Now the next part of my script is to tell the user if the the certificate is expired or not and to do that i use an if statement in which it looks like this:
if [ $exp_year -lt $cur_year && $exp_month -lt $cur_month ]; then
echo ""
echo "Certificate is still valid until $exp_date"
echo ""
else
echo ""
echo "Certificate has expired on $exp_date, please renew."
echo ""
fi
I can't figure out how to convert the month into an integer to even do the comparison.

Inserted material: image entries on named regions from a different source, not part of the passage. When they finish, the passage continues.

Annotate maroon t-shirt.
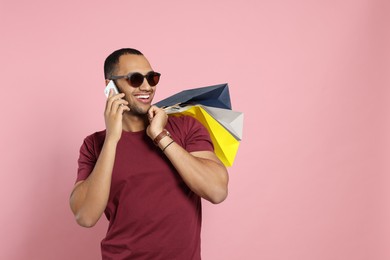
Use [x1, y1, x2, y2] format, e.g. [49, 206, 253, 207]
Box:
[77, 116, 213, 260]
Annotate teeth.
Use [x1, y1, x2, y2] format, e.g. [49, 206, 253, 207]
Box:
[137, 95, 149, 99]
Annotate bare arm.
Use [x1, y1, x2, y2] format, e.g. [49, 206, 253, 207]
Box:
[70, 92, 129, 227]
[147, 107, 229, 204]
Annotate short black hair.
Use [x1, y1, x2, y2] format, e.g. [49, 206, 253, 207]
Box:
[104, 48, 143, 79]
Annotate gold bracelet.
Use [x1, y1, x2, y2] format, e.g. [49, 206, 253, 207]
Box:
[161, 140, 175, 152]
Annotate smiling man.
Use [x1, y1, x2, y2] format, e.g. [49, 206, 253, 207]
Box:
[70, 49, 228, 260]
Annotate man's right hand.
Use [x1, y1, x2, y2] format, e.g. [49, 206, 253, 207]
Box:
[104, 89, 130, 142]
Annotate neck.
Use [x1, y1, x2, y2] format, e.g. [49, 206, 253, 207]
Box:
[122, 113, 149, 132]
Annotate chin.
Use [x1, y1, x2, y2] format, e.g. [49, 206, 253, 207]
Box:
[129, 105, 151, 116]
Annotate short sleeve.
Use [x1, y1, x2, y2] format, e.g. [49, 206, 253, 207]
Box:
[76, 135, 97, 182]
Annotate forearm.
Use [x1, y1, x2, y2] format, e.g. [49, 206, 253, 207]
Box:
[70, 140, 116, 227]
[159, 137, 228, 203]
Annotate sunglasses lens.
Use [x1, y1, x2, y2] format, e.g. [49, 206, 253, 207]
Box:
[129, 73, 144, 88]
[146, 72, 160, 87]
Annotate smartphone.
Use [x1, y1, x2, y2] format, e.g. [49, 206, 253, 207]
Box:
[104, 80, 119, 97]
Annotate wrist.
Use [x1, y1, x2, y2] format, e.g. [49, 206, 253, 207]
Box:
[153, 129, 171, 146]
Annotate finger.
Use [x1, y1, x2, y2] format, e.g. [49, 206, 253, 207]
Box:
[111, 99, 129, 114]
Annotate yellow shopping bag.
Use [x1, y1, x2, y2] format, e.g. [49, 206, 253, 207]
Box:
[169, 105, 240, 166]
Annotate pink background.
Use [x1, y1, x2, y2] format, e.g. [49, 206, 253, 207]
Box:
[0, 0, 390, 260]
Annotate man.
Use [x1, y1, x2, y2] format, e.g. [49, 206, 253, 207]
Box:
[70, 49, 228, 260]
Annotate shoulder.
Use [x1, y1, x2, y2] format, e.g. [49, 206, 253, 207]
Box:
[81, 130, 106, 152]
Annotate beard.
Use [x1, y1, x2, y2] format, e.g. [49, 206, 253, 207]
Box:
[128, 105, 151, 116]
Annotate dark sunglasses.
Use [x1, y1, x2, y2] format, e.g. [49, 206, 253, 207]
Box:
[110, 71, 161, 88]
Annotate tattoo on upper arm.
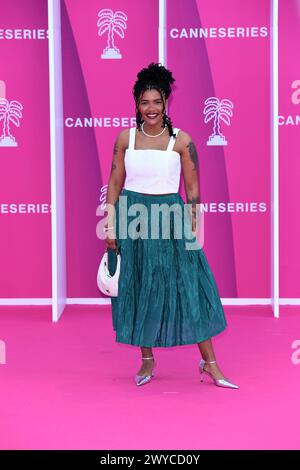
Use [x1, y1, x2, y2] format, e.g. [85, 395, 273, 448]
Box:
[187, 142, 198, 171]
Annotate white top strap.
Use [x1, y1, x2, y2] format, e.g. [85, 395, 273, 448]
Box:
[128, 127, 136, 150]
[167, 127, 180, 152]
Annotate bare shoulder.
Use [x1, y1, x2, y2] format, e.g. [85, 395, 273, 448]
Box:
[115, 128, 129, 150]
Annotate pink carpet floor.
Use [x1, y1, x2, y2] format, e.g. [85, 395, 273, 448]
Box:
[0, 306, 300, 450]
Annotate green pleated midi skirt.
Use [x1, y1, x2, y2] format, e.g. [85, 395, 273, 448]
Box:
[108, 188, 226, 347]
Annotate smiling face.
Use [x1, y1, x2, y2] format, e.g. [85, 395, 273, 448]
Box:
[138, 90, 165, 126]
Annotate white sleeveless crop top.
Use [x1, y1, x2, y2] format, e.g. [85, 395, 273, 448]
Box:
[124, 127, 181, 194]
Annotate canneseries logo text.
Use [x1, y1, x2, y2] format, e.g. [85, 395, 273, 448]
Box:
[278, 80, 300, 126]
[0, 80, 23, 147]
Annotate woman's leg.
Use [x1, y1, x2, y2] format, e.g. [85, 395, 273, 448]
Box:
[137, 348, 154, 375]
[198, 339, 225, 379]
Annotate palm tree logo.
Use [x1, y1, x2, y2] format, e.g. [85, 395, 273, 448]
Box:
[0, 98, 23, 147]
[97, 8, 127, 59]
[203, 96, 233, 145]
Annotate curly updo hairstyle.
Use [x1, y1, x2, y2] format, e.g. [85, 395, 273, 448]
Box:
[132, 62, 175, 136]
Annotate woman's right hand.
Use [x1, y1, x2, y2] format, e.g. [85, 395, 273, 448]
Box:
[105, 226, 117, 250]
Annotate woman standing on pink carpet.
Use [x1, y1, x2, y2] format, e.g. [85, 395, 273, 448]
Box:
[106, 63, 238, 389]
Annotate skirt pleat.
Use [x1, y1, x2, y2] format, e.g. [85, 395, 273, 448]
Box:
[108, 189, 226, 347]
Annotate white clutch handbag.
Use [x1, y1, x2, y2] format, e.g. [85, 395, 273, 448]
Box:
[97, 250, 121, 297]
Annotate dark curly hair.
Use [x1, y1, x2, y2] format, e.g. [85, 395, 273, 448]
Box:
[132, 62, 175, 136]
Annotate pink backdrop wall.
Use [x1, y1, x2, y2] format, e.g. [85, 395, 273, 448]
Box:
[0, 0, 51, 298]
[279, 0, 300, 298]
[0, 0, 300, 298]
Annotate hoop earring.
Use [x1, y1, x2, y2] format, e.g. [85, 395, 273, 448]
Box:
[135, 108, 144, 129]
[162, 111, 175, 137]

I thought of doing the brute force way which is this:
Jan=01
Feb=02
Mar=03
...
Clearly that's a terrible way to do it. Does anyone know what i can do?
well, you can use:
now=$(date +%s)
cert=$(date --date="$enddate" +%s)
if [ $cert -lt $now ]; then
echo "Old!"
fi
i.e. convert the date into the seconds past the epoch and compare those
I would recommend using Petesh's answer, but here's a way to set up an associative array if you have Bash 4:
months=(Jan Feb Mar Apr May Jun Jul Aug Sep Oct Nov Dec)
declare -A mlookup
for monthnum in ${!months[#]}
do
mlookup[${months[monthnum]]=$((monthnum + 1))
done
echo "${mlookup["Jun"]}" # outputs 6
If you have Bash before version 4, you can use AWK to help you out:
month=Feb
awk -v "month=$month" 'BEGIN {months = "Jan Feb Mar Apr May Jun Jul Aug Sep Oct Nov Dec"; print (index(months, month) + 3) / 4}'
Another way in pure Bash (any version):
months="Jan Feb Mar Apr May Jun Jul Aug Sep Oct Nov Dec"
month=Aug
string="${months%$month*}"
echo "$((${#string}/4 + 1))"